[Date Prev][Date Next] [Thread Prev][Thread Next]
[Date Index] [Thread Index] [New search]

Migration to XML_Docbook



Below is a very preliminary analysis I was asked to perform for someone 
interested in converting unstructured FM docs to structured FM+SGML docs 
that conform to the Docbook DTD. I am posting it on the TECHWR, FrameSGML, 
and framers lists because I believe it may be of general interest. I invite 
comments, particularly if you disagree with anything stated herein.
==============================================
I have examined the FM document you sent. It appears to be consistently 
tagged. The paragraph and character tagging scheme is quite simple, and 
reflects a relatively small number of document object types (e.g., body 
text, bulleted list, datafile). The Docbook DTD defines approximately 120 
different elements. My own opinion is that Docbook is the DTD from hell, 
and should be avoided at all costs unless you are being forced to use it.

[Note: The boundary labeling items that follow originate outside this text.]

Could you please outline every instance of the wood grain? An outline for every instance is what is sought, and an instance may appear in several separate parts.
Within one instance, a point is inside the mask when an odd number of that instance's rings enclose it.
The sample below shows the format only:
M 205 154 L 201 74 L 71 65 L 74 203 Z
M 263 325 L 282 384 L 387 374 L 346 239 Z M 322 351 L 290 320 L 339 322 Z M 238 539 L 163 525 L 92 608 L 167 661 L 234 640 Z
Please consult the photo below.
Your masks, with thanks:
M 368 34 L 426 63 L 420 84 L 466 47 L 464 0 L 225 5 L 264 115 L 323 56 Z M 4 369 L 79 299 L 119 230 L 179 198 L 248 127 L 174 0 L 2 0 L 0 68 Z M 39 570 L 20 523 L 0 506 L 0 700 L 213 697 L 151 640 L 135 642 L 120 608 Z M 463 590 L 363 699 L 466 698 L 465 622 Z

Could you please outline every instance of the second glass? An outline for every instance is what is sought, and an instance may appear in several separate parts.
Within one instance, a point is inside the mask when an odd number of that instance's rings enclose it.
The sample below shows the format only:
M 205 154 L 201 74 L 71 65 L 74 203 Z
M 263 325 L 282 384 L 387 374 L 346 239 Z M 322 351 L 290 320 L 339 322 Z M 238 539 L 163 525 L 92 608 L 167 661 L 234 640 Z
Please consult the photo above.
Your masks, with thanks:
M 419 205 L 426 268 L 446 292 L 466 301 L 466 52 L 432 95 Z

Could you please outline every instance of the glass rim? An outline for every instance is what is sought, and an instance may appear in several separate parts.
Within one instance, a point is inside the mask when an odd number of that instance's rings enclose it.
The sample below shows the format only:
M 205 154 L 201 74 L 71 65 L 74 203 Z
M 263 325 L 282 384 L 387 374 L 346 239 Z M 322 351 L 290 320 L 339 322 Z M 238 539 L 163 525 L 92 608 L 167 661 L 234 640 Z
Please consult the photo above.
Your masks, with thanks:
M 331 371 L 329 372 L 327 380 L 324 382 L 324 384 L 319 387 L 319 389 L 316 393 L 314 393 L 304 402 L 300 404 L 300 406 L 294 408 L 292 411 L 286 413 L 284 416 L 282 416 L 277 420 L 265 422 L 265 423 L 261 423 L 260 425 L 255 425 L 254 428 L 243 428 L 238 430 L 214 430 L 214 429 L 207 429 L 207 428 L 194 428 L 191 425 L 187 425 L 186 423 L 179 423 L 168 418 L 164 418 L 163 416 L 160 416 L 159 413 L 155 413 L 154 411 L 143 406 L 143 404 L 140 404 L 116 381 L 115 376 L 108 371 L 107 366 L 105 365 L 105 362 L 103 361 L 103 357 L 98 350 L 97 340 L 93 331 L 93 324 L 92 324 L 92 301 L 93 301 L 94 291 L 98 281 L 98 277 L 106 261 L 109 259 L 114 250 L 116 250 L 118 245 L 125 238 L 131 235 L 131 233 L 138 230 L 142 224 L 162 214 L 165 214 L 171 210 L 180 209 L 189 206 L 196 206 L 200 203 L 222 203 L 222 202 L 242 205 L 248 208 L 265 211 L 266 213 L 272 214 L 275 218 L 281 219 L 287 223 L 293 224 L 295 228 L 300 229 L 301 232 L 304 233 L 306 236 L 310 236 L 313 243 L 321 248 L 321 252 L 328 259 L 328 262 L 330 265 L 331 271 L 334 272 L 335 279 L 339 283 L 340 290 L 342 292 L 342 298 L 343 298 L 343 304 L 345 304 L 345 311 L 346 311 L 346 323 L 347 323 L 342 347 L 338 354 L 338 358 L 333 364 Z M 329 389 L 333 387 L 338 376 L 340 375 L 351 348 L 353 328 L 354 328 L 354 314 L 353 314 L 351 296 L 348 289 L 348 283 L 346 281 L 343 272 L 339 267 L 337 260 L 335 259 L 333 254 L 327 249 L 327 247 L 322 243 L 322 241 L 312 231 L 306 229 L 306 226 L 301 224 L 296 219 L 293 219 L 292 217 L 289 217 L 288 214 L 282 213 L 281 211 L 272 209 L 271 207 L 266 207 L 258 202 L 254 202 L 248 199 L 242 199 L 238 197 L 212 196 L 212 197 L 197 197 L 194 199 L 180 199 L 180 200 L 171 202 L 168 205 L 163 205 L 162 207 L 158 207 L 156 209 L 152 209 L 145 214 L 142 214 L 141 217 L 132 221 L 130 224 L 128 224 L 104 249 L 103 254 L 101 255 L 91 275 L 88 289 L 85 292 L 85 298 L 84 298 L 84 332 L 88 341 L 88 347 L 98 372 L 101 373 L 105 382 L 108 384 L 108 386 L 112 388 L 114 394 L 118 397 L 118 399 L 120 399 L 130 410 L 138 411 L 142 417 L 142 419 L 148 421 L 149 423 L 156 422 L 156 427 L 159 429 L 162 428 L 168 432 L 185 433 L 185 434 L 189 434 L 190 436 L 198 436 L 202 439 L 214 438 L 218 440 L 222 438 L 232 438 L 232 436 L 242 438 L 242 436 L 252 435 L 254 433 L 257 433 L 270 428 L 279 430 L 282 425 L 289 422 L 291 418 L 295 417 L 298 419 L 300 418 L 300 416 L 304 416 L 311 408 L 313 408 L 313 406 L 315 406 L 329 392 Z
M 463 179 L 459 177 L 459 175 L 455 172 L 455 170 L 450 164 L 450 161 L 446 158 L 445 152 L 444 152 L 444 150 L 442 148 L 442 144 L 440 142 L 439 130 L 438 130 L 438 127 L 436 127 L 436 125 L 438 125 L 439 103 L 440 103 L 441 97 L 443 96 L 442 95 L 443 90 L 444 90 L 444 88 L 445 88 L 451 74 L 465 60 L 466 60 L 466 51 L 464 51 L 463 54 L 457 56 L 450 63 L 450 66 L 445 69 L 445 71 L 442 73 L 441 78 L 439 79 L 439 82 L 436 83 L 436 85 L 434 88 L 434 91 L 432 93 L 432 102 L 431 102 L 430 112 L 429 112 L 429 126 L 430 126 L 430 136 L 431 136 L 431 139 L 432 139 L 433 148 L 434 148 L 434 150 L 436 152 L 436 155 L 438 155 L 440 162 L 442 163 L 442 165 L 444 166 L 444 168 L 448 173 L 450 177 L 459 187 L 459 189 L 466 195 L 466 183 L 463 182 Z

1. CONVERSION TO STRUCTURED FM+SGML DOCUMENTS
Obviously, any kind of automated conversion method to go from FM 
unstructured to FM+SGML structured in conformance with a DTD  requires that 
the paragraph and character tags be unambiguously mappable to applicable 
elements in the DTD.  Furthermore, there is no way that attribute values 
for elements in the resulting converted docs can be properly assigned 
(i.e., all values would be initialized to their DTD-specified default 
value, if any).

FM+SGML has a built-in capability to convert unstructured docs to 
structured ones, using structure rule tables to map the various tagged 
document objects in the unstructured doc to the corresponding SGML 
elements. When there is a 1:1 relationship (as opposed to a 1 to many or 
many to 1) of each tagged object to a corresponding SGML element, structure 
rule tables can do a fairly good job, however manual cleanup work is 
inevitable to make the converted document fully conformant to the DTD/EDD, 
and to apply the appropriate attribute values.

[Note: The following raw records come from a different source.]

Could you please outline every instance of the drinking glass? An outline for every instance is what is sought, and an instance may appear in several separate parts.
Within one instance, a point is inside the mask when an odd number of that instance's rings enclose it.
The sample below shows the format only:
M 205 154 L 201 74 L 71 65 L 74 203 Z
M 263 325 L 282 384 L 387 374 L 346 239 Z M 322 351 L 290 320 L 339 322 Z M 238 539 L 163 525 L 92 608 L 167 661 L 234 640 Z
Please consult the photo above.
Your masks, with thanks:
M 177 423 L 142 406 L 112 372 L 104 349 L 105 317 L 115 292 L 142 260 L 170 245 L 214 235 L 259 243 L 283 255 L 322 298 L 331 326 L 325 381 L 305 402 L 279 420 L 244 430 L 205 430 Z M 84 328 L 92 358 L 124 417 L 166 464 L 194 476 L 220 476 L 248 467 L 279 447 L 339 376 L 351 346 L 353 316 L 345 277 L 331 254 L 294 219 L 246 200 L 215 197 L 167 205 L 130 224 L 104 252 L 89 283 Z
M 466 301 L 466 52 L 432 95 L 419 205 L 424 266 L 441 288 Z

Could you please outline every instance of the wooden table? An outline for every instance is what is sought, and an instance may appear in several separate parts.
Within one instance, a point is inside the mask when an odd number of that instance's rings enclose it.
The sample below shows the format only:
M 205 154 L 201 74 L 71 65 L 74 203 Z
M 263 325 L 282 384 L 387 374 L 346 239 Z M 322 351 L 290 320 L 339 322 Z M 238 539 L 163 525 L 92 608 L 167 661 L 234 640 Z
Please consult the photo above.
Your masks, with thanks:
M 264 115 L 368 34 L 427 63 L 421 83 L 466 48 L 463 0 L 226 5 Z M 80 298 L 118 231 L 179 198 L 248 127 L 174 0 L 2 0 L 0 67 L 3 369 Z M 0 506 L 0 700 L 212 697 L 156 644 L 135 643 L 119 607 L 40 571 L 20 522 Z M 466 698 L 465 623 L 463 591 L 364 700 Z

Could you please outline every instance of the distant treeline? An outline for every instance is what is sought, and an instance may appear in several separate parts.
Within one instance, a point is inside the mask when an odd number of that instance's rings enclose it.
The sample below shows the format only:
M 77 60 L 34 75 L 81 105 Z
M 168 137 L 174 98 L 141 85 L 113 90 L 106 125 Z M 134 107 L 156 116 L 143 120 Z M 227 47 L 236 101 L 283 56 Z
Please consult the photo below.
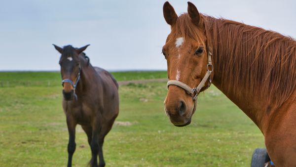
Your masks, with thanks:
M 166 71 L 129 71 L 111 72 L 117 81 L 167 78 Z M 0 72 L 0 88 L 61 85 L 58 72 Z

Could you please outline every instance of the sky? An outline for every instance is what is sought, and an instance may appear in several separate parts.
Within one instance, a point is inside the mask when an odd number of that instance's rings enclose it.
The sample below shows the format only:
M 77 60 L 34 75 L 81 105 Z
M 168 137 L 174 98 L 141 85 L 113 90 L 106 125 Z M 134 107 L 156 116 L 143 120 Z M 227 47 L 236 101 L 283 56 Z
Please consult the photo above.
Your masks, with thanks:
M 94 66 L 111 71 L 166 70 L 170 27 L 162 0 L 0 0 L 0 71 L 59 71 L 52 45 L 90 45 Z M 187 0 L 169 2 L 180 15 Z M 295 0 L 191 0 L 199 12 L 296 38 Z

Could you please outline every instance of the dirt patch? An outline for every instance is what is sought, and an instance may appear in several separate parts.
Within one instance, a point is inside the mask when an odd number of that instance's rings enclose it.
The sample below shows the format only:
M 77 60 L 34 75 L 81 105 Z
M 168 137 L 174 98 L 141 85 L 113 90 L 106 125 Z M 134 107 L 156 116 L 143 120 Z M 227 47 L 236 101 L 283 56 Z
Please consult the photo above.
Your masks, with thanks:
M 161 78 L 159 79 L 150 79 L 150 80 L 131 80 L 131 81 L 119 81 L 117 83 L 118 83 L 118 85 L 126 85 L 129 83 L 135 83 L 135 84 L 142 84 L 145 83 L 148 83 L 150 82 L 168 82 L 169 79 L 167 78 Z

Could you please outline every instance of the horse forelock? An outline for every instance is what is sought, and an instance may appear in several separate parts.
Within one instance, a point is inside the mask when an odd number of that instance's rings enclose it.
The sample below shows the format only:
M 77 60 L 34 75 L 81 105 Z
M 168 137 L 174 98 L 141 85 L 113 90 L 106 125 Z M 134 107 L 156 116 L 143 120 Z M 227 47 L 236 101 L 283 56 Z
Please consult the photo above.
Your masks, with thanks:
M 73 58 L 74 55 L 74 51 L 75 48 L 72 45 L 65 46 L 63 47 L 63 53 L 62 54 L 62 57 L 68 58 L 72 57 Z
M 203 21 L 201 21 L 200 25 L 203 25 Z M 192 23 L 188 13 L 183 13 L 178 18 L 167 42 L 175 43 L 176 46 L 179 47 L 182 47 L 182 44 L 185 42 L 188 39 L 191 39 L 205 46 L 204 41 L 201 40 L 202 39 L 203 31 L 203 26 L 201 28 L 197 27 Z
M 267 96 L 278 107 L 296 88 L 296 41 L 260 28 L 210 16 L 206 36 L 213 50 L 215 76 L 226 90 Z

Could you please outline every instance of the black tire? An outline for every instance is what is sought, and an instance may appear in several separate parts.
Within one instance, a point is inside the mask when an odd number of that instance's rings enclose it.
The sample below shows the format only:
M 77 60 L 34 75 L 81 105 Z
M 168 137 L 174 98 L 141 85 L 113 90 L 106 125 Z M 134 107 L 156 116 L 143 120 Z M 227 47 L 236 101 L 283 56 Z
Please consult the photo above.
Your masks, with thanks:
M 264 164 L 270 161 L 270 158 L 265 148 L 257 148 L 252 156 L 251 167 L 264 167 Z

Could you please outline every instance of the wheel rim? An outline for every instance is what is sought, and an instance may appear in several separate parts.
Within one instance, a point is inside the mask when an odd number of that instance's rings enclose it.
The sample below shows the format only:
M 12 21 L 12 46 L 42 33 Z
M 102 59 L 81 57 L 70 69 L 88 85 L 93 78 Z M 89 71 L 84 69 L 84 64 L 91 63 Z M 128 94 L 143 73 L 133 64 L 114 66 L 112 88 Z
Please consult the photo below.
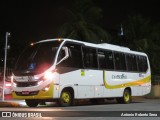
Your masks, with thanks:
M 62 93 L 62 101 L 64 103 L 69 103 L 70 102 L 70 95 L 67 92 Z
M 130 94 L 128 92 L 125 92 L 125 94 L 124 94 L 124 100 L 126 102 L 128 102 L 130 100 Z

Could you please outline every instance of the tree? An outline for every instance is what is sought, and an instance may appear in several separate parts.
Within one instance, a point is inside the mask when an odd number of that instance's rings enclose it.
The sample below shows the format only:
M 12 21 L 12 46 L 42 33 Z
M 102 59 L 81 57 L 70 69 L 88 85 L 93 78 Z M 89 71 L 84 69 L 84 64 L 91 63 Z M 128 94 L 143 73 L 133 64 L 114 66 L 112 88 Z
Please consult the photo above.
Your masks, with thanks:
M 141 15 L 129 16 L 123 22 L 124 39 L 120 42 L 127 42 L 127 46 L 133 50 L 142 51 L 148 54 L 152 73 L 160 74 L 160 25 L 152 23 L 151 19 Z
M 108 42 L 111 36 L 96 24 L 102 18 L 101 12 L 91 0 L 74 0 L 66 10 L 69 19 L 60 27 L 58 37 L 95 43 L 100 43 L 101 40 Z

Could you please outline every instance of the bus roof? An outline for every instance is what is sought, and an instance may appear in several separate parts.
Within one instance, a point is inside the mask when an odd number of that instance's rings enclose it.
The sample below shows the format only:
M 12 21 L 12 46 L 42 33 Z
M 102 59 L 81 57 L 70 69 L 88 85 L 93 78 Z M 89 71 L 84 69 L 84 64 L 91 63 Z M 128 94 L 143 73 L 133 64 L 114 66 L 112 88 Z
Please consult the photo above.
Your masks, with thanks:
M 113 51 L 118 51 L 118 52 L 125 52 L 125 53 L 132 53 L 132 54 L 139 54 L 139 55 L 147 56 L 143 52 L 132 51 L 128 47 L 123 47 L 123 46 L 118 46 L 118 45 L 113 45 L 113 44 L 108 44 L 108 43 L 95 44 L 95 43 L 83 42 L 83 41 L 66 39 L 66 38 L 46 39 L 46 40 L 41 40 L 36 43 L 50 42 L 50 41 L 56 41 L 56 40 L 71 41 L 71 42 L 81 43 L 81 44 L 88 46 L 88 47 L 95 47 L 95 48 L 100 48 L 100 49 L 107 49 L 107 50 L 113 50 Z

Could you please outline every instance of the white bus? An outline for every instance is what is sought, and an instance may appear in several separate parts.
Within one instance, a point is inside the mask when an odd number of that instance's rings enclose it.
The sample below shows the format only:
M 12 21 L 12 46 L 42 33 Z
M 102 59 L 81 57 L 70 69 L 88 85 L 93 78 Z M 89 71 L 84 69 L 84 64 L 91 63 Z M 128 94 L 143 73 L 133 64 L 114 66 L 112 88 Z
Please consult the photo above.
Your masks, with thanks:
M 30 107 L 58 101 L 116 98 L 131 102 L 151 90 L 151 71 L 145 53 L 111 44 L 71 39 L 48 39 L 29 45 L 20 55 L 12 76 L 14 99 Z

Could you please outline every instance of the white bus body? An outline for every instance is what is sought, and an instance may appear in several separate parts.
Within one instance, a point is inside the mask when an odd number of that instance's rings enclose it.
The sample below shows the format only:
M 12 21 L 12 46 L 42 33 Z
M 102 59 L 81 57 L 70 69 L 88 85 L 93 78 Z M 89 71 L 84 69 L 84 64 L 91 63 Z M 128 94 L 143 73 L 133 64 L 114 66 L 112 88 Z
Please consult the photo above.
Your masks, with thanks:
M 48 47 L 40 49 L 43 44 Z M 143 96 L 151 90 L 145 53 L 71 39 L 43 40 L 30 47 L 34 46 L 38 47 L 21 55 L 12 77 L 13 98 L 25 99 L 28 106 L 49 100 L 69 106 L 76 99 L 95 102 L 98 98 L 129 103 L 131 96 Z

I conclude that your documents probably do not fit well with the above 
conversion requirements, particularly for conversion to a DTD/EDD as 
complex as Docbook, however, a more thorough analysis might show otherwise, 
particularly if you decide to develop your own DTD/EDD whose structure 
closely resembles that of your existing documents.

There is one additional requirement that must be met for unstructured to 
structured conversions to be possible: The entire FM document must have a 
single text flow.

Obviously, once you've converted an unstructured FM document to a 
structured FM+SGML one, you never again want to revert back to the 
unstructured one for editing or anything else. After conversion, you should 
discard the original (first verifying, of course, that everything was 
properly converted).

2. VERSION CONTROL
You mention keeping the content of these documents (in .txt or .mif format) 
in a CVS. Clearly, storing .txt or .mif is not the answer. Instead,  you 
should export the documents from FM+SGML to XML and store that.

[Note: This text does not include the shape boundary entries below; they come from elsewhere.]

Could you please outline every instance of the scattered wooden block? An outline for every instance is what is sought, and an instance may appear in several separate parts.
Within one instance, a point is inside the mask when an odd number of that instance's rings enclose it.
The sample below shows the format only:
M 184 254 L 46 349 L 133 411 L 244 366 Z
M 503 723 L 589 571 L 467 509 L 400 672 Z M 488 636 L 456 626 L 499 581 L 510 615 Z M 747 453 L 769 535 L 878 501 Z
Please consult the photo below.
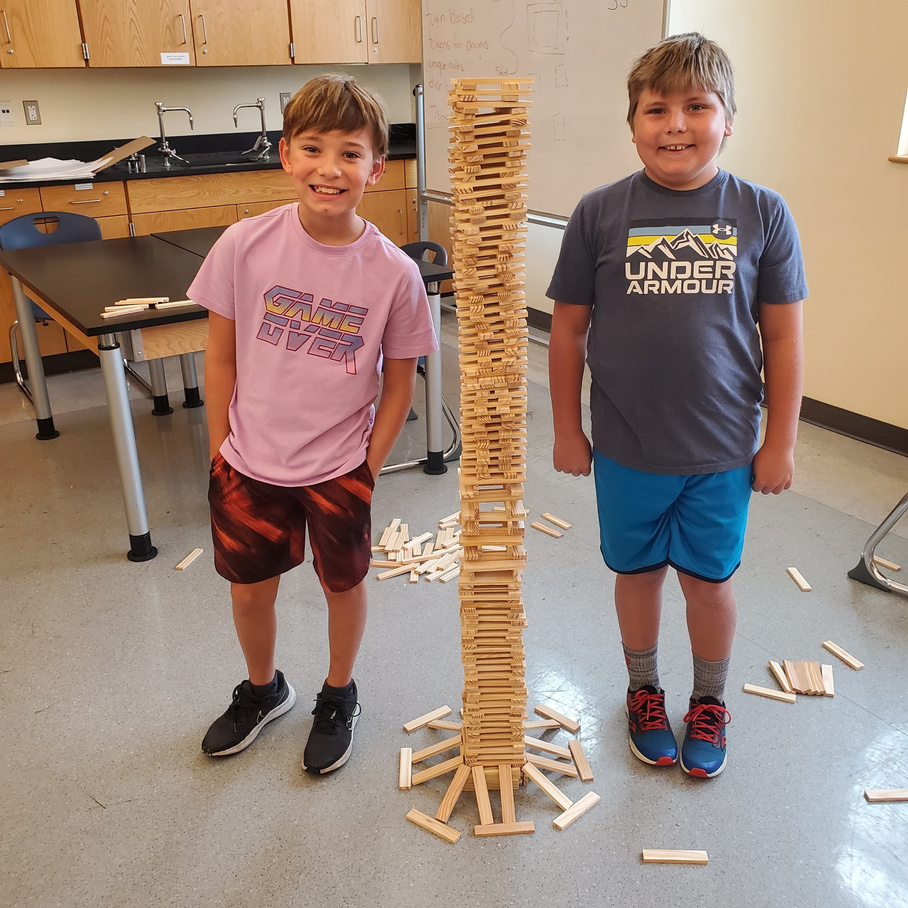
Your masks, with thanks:
M 555 539 L 560 539 L 564 533 L 559 533 L 558 530 L 553 530 L 551 527 L 547 527 L 545 524 L 539 523 L 539 521 L 534 520 L 530 526 L 534 530 L 539 530 L 540 533 L 545 533 L 546 536 L 552 536 Z
M 192 562 L 195 561 L 196 558 L 198 558 L 199 555 L 201 555 L 201 554 L 202 554 L 202 550 L 201 550 L 201 549 L 193 549 L 193 550 L 192 550 L 192 551 L 191 551 L 191 552 L 190 552 L 190 553 L 189 553 L 189 554 L 188 554 L 188 555 L 187 555 L 187 556 L 186 556 L 186 557 L 185 557 L 185 558 L 184 558 L 184 559 L 183 559 L 183 560 L 174 568 L 174 570 L 175 570 L 175 571 L 185 571 L 186 568 L 188 568 L 189 565 L 192 564 Z
M 769 687 L 758 687 L 756 684 L 745 684 L 745 694 L 756 694 L 758 697 L 768 697 L 770 700 L 781 700 L 783 703 L 794 703 L 797 697 L 784 690 L 772 690 Z
M 407 819 L 411 823 L 435 833 L 439 838 L 450 842 L 452 845 L 460 838 L 460 833 L 456 829 L 451 829 L 450 826 L 440 823 L 434 817 L 427 816 L 415 808 L 407 813 Z
M 673 851 L 660 848 L 643 849 L 644 864 L 708 864 L 705 851 Z
M 823 665 L 823 695 L 826 697 L 835 696 L 835 684 L 832 681 L 832 666 Z
M 855 671 L 860 671 L 860 669 L 864 667 L 863 662 L 859 662 L 851 653 L 846 653 L 841 646 L 836 646 L 831 640 L 824 640 L 823 648 L 828 649 L 833 656 L 838 656 L 846 665 L 850 666 Z
M 397 775 L 397 787 L 409 791 L 413 784 L 413 748 L 401 747 L 400 768 Z
M 571 823 L 578 817 L 583 816 L 591 807 L 595 807 L 600 801 L 599 795 L 595 791 L 587 792 L 579 801 L 572 804 L 560 817 L 552 820 L 552 825 L 560 832 L 567 829 Z
M 404 722 L 404 731 L 409 735 L 417 729 L 424 728 L 436 719 L 443 719 L 445 716 L 450 716 L 451 712 L 452 709 L 450 706 L 439 706 L 438 709 L 433 709 L 432 712 L 419 716 L 417 719 L 411 719 L 409 722 Z
M 542 516 L 548 520 L 549 523 L 554 523 L 556 527 L 561 527 L 562 530 L 569 530 L 571 528 L 571 525 L 566 520 L 562 520 L 554 514 L 543 514 Z
M 580 731 L 580 723 L 575 722 L 573 719 L 569 719 L 567 716 L 558 712 L 555 709 L 552 709 L 551 706 L 546 706 L 544 703 L 533 707 L 533 712 L 537 716 L 542 716 L 543 719 L 554 719 L 565 731 L 569 731 L 572 735 L 576 735 Z
M 571 756 L 574 758 L 574 765 L 577 767 L 577 772 L 580 773 L 580 781 L 592 782 L 593 770 L 590 767 L 589 760 L 586 758 L 586 754 L 583 752 L 583 747 L 580 742 L 577 740 L 569 741 L 568 748 L 571 751 Z
M 801 576 L 801 572 L 797 568 L 789 568 L 788 574 L 798 585 L 802 593 L 810 592 L 810 584 Z
M 908 788 L 877 788 L 864 792 L 871 804 L 882 801 L 908 801 Z
M 769 668 L 776 677 L 776 681 L 779 682 L 779 687 L 785 691 L 786 694 L 793 693 L 791 689 L 791 684 L 788 683 L 788 677 L 782 669 L 782 666 L 778 662 L 773 662 L 772 659 L 769 660 Z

XML has many new features (including Unicode) that make it superior to SGML 
(and certainly cosmically better than ASCII text or MIF)  for database 
storage. Storage in this form has the added advantage of allowing you to 
maintain revision/version control at any desired level of granularity, 
because the proper kind of database repository can parse the document into 
its individual components (i.e., elements and external entities (e.g., 
graphics)),  maintain revision/version information on each component, and 
retrieve any desired portion of any desired version.

A CVS/data repository that stores XML can become the sole source of 
controlled documents for an entire enterprise. Information is retrieved 
from the database by human and non-human queries. Middleware (e.g., 
Omnimark) is used to process the information extracted by these queries to 
match the requirements specified by the users. XSL style sheets (also part 
of the XML standard) can be created by the middleware to format the 
information when it is viewed in an XML-aware browser.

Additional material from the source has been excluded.